Gitendra Uswatte
guswatte@uab.edu
Dear Dr. Hawrylak,
Thank you for you question.
The learned nonuse formulation predicts that stroke patients with a paresis of a lower extremity are also liable to develop deficits in use. These deficits, however, are probably better characterized as learned misuse than learned nonuse. Whereas patients with an upper extremity paresis can function in the life situation using one arm, patients with a lower extremity paresis can not walk using just their less-affected leg. Patients with a lower extremity paresis must use both legs to ambulate, but will develop degraded gait patterns in the acute and subacute phases to adjust to their unilateral deficit in motor ability. Since most patients are able to carry out some progression in their environment, as opposed to being entirely nonambulatory, these abnormal patterns of coordination are reinforced and, consequently, persist in the chronic phase, even when some of the motor deficits that made them necessary have resolved. The gait patterns that are unnecessarily exaggerated include (a) hip flexion, knee extension, ankle plantar flexion and lower limb circumduction during swing; (b) hip flexion, limited knee flexion, and ankle plantar flexion during loading; (c) knee hyperextension during midstance; and (d) lack of roll-off at toe-off (Perry, 1969). They produce inefficient ambulation and cause damage to bone, ligament, and muscle tissue (Giuliani, 1990). The use of the maladaptive lower extremity coordination can be overcome by repeated practice of improved gait patterns in the laboratory and attention in the home to the use of new gait patterns practiced in the laboratory. Learned nonuse per se may occur in stroke patients with a lower extremity paresis who are nonambulatory in the acute and subacute phases; this condition of greatly reduced walking may persist into the chronic phase even though the underlying neurological recovery makes substantial walking possible. However, only a relatively small percentage of chronic stroke patients do not walk at all. Learned misuse is thus a much more common condition.

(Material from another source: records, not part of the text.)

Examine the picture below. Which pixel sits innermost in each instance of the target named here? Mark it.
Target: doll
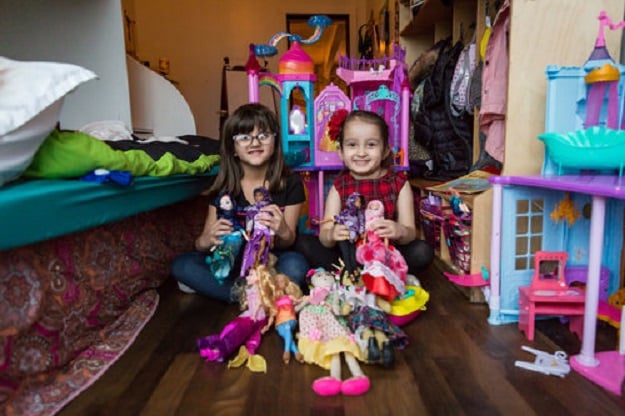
(244, 331)
(351, 216)
(286, 294)
(260, 236)
(384, 268)
(376, 334)
(323, 338)
(222, 256)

Our laboratory, to date, has treated the lower extremity of 12 patients with chronic stroke (3 received combined lower and upper extremity therapy) with substantial success (Spear, King, Yakley, Willcutt, & Taub, 1998). These patients have had a wide range of disability extending from close to nonambulatory to moderately impaired coordination. The treatment has involved shaping and practice of improved coordination for 7 hours per day for 2 or 3 weeks. Initially, we thought that it might be more difficult to overcome learned misuse than learned nonuse because in the former case bad habits of coordination would need to be overcome before more appropriate patterns of coordination could be substituted, while in the latter case there is simply an absence of use in the life situation. Surprisingly, this expectation proved to be incorrect. We have obtained improvements in the quality of movement of the lower extremity on laboratory motor tests in some patients that are approximately equivalent to those we have obtained for the upper extremity. We still have insufficient lower extremity Motor Activity Log data to draw conclusions about the permanence of the transfer of these gains in motor ability to use in the real world. We have recently treated a wheelchair-bound, incomplete spinal cord injury patient and have obtained substantial improvement in endurance in walking and specific gait parameters and in ability to ambulate, climb stairs, and step over low obstacles.
We hope that this answer is helpful.
Sincerely,
Gitendra Uswatte, M.A. Edward Taub, Ph.D.